The partial decontamination in Toulon ran into trouble and the Defence Ministry sacked the company that was performing the operation.

Michele Alliot-Marie, the Defence Minister, this week sued the company over the missing 48 tonnes while she came under fire for mishandling the affair. The final straw for the Ministry was a finding on Tuesday by the judicial adviser to the Court of State, the highest legal body. He recommended that the stripped-down vessel be considered as waste rather than as a warship, and therefore subject to the 1989 Basel Convention on dangerous waste.

The court yesterday ordered the Clemenceau to wait until it rules on this.

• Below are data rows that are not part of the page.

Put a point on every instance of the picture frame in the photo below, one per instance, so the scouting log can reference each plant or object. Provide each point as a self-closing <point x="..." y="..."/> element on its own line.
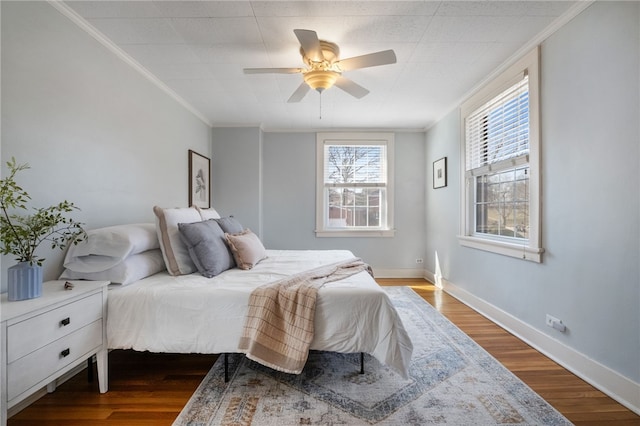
<point x="440" y="173"/>
<point x="199" y="180"/>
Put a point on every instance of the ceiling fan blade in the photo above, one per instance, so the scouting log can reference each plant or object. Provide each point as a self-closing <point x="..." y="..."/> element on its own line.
<point x="371" y="60"/>
<point x="351" y="88"/>
<point x="272" y="70"/>
<point x="310" y="44"/>
<point x="299" y="93"/>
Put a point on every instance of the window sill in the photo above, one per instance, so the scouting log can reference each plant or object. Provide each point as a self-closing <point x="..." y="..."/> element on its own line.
<point x="356" y="234"/>
<point x="500" y="247"/>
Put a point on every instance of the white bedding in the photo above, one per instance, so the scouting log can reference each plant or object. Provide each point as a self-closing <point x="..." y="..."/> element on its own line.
<point x="194" y="314"/>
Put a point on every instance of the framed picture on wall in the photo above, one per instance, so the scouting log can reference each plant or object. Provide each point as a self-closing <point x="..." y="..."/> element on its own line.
<point x="440" y="173"/>
<point x="199" y="180"/>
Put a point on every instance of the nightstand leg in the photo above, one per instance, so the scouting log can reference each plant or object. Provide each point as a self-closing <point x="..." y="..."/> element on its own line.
<point x="103" y="370"/>
<point x="90" y="369"/>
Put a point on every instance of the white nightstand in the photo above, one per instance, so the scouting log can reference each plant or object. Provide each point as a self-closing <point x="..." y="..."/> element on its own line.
<point x="46" y="337"/>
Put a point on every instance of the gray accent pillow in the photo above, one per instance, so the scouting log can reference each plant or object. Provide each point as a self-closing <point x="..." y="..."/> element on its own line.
<point x="230" y="225"/>
<point x="207" y="247"/>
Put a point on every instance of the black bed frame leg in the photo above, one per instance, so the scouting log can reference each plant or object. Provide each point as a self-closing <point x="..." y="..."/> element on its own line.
<point x="226" y="367"/>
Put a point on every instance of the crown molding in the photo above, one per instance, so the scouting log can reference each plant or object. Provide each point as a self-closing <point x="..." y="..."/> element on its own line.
<point x="65" y="10"/>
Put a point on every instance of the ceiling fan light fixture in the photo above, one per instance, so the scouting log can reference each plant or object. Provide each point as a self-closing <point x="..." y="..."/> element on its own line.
<point x="321" y="80"/>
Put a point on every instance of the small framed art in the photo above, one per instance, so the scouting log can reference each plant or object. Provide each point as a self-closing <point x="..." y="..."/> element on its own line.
<point x="199" y="180"/>
<point x="440" y="173"/>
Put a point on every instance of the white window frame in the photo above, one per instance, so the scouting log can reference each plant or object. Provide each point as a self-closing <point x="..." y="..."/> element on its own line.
<point x="358" y="138"/>
<point x="530" y="249"/>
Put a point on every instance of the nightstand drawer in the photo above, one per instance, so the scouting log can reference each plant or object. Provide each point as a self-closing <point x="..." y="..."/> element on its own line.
<point x="37" y="366"/>
<point x="27" y="336"/>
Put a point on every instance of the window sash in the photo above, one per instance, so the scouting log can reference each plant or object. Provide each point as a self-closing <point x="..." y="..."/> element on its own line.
<point x="499" y="129"/>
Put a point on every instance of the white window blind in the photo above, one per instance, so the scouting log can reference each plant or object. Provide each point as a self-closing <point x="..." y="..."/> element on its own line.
<point x="355" y="165"/>
<point x="498" y="131"/>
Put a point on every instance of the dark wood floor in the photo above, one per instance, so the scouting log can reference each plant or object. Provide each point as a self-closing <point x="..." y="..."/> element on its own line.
<point x="151" y="389"/>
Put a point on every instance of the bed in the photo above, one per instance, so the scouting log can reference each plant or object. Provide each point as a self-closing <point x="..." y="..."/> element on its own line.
<point x="192" y="313"/>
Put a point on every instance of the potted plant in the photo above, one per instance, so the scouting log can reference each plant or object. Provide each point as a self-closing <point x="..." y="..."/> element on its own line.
<point x="22" y="234"/>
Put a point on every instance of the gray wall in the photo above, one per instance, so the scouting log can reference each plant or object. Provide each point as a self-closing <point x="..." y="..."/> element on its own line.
<point x="93" y="130"/>
<point x="280" y="169"/>
<point x="236" y="175"/>
<point x="590" y="276"/>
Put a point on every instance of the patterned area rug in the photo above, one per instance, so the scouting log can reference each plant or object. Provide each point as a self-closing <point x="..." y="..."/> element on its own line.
<point x="453" y="381"/>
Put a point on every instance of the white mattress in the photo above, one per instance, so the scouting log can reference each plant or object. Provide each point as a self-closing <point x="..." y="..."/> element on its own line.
<point x="194" y="314"/>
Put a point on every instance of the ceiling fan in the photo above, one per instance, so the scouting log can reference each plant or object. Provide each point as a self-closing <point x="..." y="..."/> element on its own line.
<point x="324" y="66"/>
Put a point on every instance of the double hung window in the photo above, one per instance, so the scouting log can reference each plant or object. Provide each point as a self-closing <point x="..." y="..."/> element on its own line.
<point x="501" y="164"/>
<point x="355" y="192"/>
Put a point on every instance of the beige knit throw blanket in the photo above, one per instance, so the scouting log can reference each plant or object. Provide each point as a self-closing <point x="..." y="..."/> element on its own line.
<point x="279" y="325"/>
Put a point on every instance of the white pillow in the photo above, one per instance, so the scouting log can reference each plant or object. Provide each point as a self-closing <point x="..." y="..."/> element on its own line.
<point x="133" y="268"/>
<point x="175" y="252"/>
<point x="207" y="214"/>
<point x="247" y="248"/>
<point x="106" y="247"/>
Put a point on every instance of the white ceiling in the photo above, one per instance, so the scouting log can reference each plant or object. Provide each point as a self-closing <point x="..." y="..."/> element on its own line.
<point x="199" y="48"/>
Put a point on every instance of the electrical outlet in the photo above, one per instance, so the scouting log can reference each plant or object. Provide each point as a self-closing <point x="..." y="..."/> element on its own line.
<point x="555" y="323"/>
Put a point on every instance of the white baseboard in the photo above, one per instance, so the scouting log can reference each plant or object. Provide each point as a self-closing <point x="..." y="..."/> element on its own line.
<point x="618" y="387"/>
<point x="399" y="273"/>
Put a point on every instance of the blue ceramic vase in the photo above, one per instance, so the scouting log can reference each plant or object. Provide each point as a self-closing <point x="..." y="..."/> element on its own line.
<point x="24" y="281"/>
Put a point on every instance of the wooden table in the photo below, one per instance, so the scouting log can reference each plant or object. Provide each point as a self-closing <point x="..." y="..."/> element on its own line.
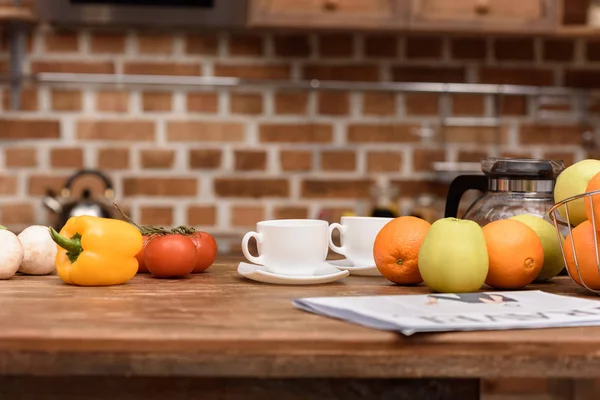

It also ordered the Government to pay about £10,000 in costs and damages to the four environmental associations who applied for the emergency ruling.

Mme Alliot-Marie, a protege of M Chirac, complained that blame for the Indian fiasco lay with Thierry Breton, the Finance Minister, because his officials had set the financial terms for the decontamination.

“There is no solution for dismantling thousands of warships now rusting in certain places in the world, which is extremely harmful to the environment,” she said. “There are no dismantling yards in Europe, none in the United States.”

Greenpeace, which brought suits in India and France and staged protests against Le Clemenceau at the Suez Canal, said: “If Michele Alliot-Marie believes that there are no dismantling sites, then she should build some.”

The environmental campaigners said that the former aircraft carrier should have been decontaminated before leaving Toulon. They argued that the transfer of the vessel breached the Basel Convention.

M Chirac’s decision was welcomed by the Europen Union. But Girish Luthra, chairman of Gujarat Enviro Protection and Infrastructure, whose company was due to remove the toxic materials from the vessel, said the decision would cost India thousands of jobs. “It’s a big blow for the industry,” he said.